L’Europa cerca di cambiare marcia tentando un diverso approccio con i cittadini per recuperare la credibilità perduta. In tempi di pandemia è estremamente importante andare incontro alle necessità degli europei che invocano il diritto alla salute, al lavoro, alla scuola, alla sicurezza sociale e in genere il diritto ad un futuro di certezze.
Roma – Il “mi sta a cuore” del prete-maestro di Barbiana, Don Lorenzo Milani, è un modo diverso per definire il principio di solidarietà che è il cardine dell’Europa dei 27.
Questa citazione della presidente della Commissione Europea Ursula von der Leyen nel suo discorso allo “Stato dell’Unione” del 6 maggio, traccia il nuovo percorso, un vero cambio di passo della Comunità Europea che riprende il cammino dopo la grave crisi pandemica che ha travolto il vecchio continente.

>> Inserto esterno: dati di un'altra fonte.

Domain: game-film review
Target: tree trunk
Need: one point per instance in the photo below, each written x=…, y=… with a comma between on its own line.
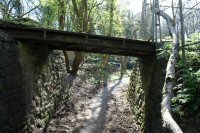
x=168, y=122
x=124, y=61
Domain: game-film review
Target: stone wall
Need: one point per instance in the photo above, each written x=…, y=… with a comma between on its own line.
x=145, y=93
x=33, y=84
x=136, y=96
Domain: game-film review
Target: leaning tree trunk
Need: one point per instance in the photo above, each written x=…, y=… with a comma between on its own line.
x=168, y=122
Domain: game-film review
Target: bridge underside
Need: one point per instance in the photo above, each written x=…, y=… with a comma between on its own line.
x=62, y=40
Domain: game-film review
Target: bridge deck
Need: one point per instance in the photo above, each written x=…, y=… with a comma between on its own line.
x=62, y=40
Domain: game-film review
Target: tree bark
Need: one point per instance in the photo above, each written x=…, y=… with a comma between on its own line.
x=168, y=122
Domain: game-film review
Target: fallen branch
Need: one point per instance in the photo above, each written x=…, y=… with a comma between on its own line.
x=168, y=122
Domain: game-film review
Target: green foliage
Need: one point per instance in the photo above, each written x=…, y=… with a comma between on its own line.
x=165, y=51
x=187, y=99
x=187, y=91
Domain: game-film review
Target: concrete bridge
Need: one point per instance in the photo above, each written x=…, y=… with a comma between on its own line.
x=63, y=40
x=33, y=83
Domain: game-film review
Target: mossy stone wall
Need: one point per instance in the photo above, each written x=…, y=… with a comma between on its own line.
x=145, y=93
x=33, y=84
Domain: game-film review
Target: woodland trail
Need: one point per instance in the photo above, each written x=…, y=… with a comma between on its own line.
x=106, y=112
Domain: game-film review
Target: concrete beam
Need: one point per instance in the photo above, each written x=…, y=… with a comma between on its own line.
x=62, y=40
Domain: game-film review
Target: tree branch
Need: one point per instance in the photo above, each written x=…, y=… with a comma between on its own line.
x=29, y=11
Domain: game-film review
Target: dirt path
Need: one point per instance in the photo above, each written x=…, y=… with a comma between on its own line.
x=106, y=112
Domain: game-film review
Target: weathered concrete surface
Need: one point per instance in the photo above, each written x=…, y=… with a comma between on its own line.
x=145, y=94
x=32, y=79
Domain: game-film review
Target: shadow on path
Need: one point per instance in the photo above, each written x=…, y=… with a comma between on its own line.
x=98, y=109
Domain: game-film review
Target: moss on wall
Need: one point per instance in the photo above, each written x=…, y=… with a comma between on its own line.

Nel maggio 2021 si registrano diversi importanti eventi: il Social Summit del 7 maggio ospitato a Porto dalla presidenza portoghese del Consiglio dell’Unione Europea, con l’obiettivo generale di definire l’agenda della politica sociale europea per il prossimo decennio, garantendo di affrontare le sfide del presente e del futuro “senza lasciare indietro nessuno”, il vertice informale dei Capi di Stato e di governo dei 27 Paesi per discutere di questioni sociali, tra cui quelle connesse alla pandemia di Covid-19 il giorno 8 maggio e l’inaugurazione della “Conferenza sul futuro dell’Europa”, proprio il 9 maggio, che celebra la “Giornata Europea” nel ricordo della Dichiarazione del primo ministro francese Robert Schuman, a Parigi nel 1950.
In aprile è stata avviata una piattaforma digitale, nelle 24 lingue ufficiali dell’Unione, che offre a ciascuno la possibilità di iscriversi e prendere parte con le proprie proposte alla Conferenza e ai dibattiti dei rappresentanti delle istituzioni comunitarie, dei Paesi aderenti e dei cittadini cosi da fornire orientamenti sul futuro dell’Unione.
Nella considerazione che proprio la stessa UE dovrebbe andare incontro alle esigenze dei cittadini che oggi, più che mai, chiedono salute, lavoro, scuola, sicurezza sociale, sostegno alle fragilità. In questo senso l’Ue può rivelarsi un adeguato livello di governance, riacquistando credibilità agli occhi degli europei.
L’Unione europea prova, ancora una volta, a cambiare marcia. La tragedia pandemica rappresenta, tutt’ora, un segnale d’allarme e impone profonde revisioni – non solo al vecchio continente ma al mondo intero – su diversi piani: sanitario, economico, sociale, ecologico, politico-istituzionale. Il Covid-19 ha confermato che “nessuno si salva da solo” e che i nazionalismi (a partire dai “nazionalismi vaccinali”) sono semplicemente fuori tempo massimo e per nulla produttivi per il bene comune.
Nel rilanciare il motto di Don Milani e nel voler dare concretezza al suo messaggio, si recupera lo spirito e la volontà ricostruttiva pacificatrice dei Padri Fondatori, che a conclusione della seconda guerra mondiale hanno sognato un’Europa unita e solidale, a servizio dell’integrazione comunitaria nell’ottica di un’efficace inclusione sociale.
Nei 12 mesi scorsi, quando si è compreso che la pandemia non avrebbe risparmiato nessuno, si è progressivamente imposta una nuova convinzione: cercare risposte condivise al comune problema sanitario, che nel frattempo stava generando una profonda crisi economica, occupazionale e sociale e tali emergenze hanno trovato risposta nel Next Generation Eu, nel piano da 750 miliardi per fronteggiare la pandemia e i suoi effetti, dando avvio alla “nuova fase” dell’integrazione europea.
L’Italia sarà tra i Paesi potenzialmente più beneficiati da queste nuove politiche, con l’obbligo di sfruttare l’opportunità storica di un cambio di passo sempre rifiutato nei decenni passati.
Ritornano al cuore dell’agenda politica il primato del diritto alla salute e la centralità del lavoro, come pure la sostenibilità ambientale e uno sviluppo tecnologico a misura d’uomo, ma anche ampliamento della ricerca e dell’istruzione utilizzando i nuovi alfabeti tecnologici e digitali.